Sunday, July 14, 2013


This quilt's name is Lucinda Brodie.  The original pattern is from a 2009 McCall's Quilting Magazine, and it was all done by hand -- the piecing included. 

When I saw this pattern, I got in touch with quilting buddy and BFF Mary.  We decided to each do this quilt as personal challenges, since it was far more complicated than anything either of us had ever produced before.

However, neither of us wanted to hand piece anything, much less an intricate quilt like this one, so I divided the compasses into quarters and made paper piecing patterns out of them.  This solved two problems instantly:  how to get those perfect points consistently, and how to make the compasses "user friendly" by sewing them on a machine.

Mary showed me how to take the pieced compasses and sew them into the backgrounds, which were squares with the center circles already cut out.  The tall flying geese in the sashing were created with another paper piecing pattern I made from the original hand piecing patterns.

We used repro fabrics for everything, including the lovely appliques on the edges.  Actually, this quilt should be hung with the appliqued edges at the top and bottom, but my display area is not tall enough to do this over the couch, so I just turned mine on its side.

It sets off the newly redecorated medium gray/brown walls of the family room just perfectly!

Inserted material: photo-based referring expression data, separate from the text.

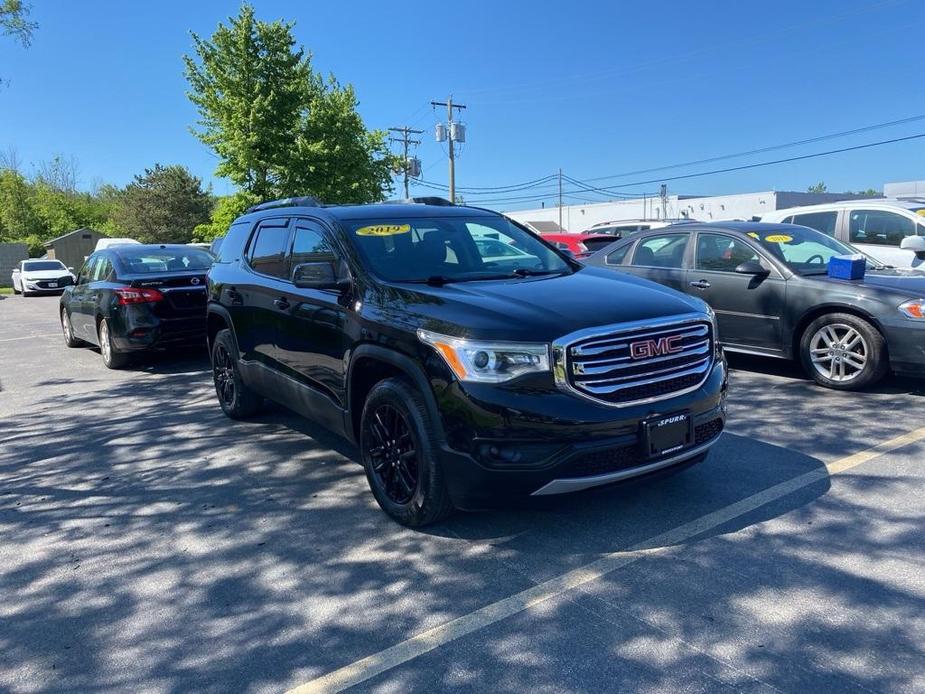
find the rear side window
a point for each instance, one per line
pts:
(268, 249)
(666, 251)
(820, 221)
(879, 227)
(309, 244)
(619, 255)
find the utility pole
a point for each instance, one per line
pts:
(560, 198)
(452, 132)
(412, 166)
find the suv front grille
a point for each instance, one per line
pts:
(625, 364)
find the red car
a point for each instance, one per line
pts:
(580, 245)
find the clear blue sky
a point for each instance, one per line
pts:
(596, 88)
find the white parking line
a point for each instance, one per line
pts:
(426, 641)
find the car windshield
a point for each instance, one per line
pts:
(805, 251)
(39, 265)
(452, 249)
(147, 260)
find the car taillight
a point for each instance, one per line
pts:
(131, 295)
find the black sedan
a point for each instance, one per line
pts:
(134, 298)
(770, 289)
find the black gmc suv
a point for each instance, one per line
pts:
(468, 359)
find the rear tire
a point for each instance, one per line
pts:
(844, 352)
(398, 447)
(237, 400)
(68, 329)
(111, 358)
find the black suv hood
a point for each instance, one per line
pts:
(536, 309)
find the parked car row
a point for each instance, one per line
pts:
(471, 361)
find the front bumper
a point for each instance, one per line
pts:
(502, 443)
(906, 345)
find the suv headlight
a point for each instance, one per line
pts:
(914, 309)
(488, 362)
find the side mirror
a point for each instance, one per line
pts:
(752, 267)
(913, 243)
(315, 276)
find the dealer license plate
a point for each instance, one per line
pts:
(667, 434)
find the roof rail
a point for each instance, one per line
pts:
(426, 200)
(303, 201)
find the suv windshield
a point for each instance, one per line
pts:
(38, 266)
(452, 249)
(805, 251)
(142, 260)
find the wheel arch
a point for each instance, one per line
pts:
(371, 364)
(818, 311)
(218, 318)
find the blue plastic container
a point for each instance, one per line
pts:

Oh -- and the quilting is very detailed.  I don't like to use a bobbin thread that contrasts a lot with the backing, but in this case, if your backing is dark, as mine is, you need to use the same color thread as the background to the applique so that no snippets of color come through should your bobbin tension not be correct.

So, this is my opus for 2012.  It took several months to make, once the perfect fabrics were found.  But it took about 9 months to get up the nerve to tackle it in the first place.  The moral to the story: don't be daunted by any project you love from first sight.  It's so worth plodding through to the end!

Wednesday, July 10, 2013


My sister, Missy, owns and operates a marvelous quilt show in Hershey, PA called Quilt Odyssey (  Part of the activities during the four days the show runs is a large sewing area with many new sewing machines and one indefatigable staff member, Sue, who assists and directs the varied efforts of visiting quilters who want to leave something behind to pass on to others in the form of donation quilts for sick children.
In her free time (hah!), Missy also makes quilts to give to others in need, and this year she asked me to do the quilting on two of them that she had finished in time to be included with the Quilt Odyssey group.

I wish I could figure out how to turn this picture, but you get the idea.  I liked the bold dark stripe across this quilt.  Most of the time I have so much fun quilting for others, even if the quilting requested is a simple pantograph.  No matter what you put on your quilt, the stitches bring to life the beauty and design of your quilt, and for me, it's almost magic to see the gradual metamorphosis.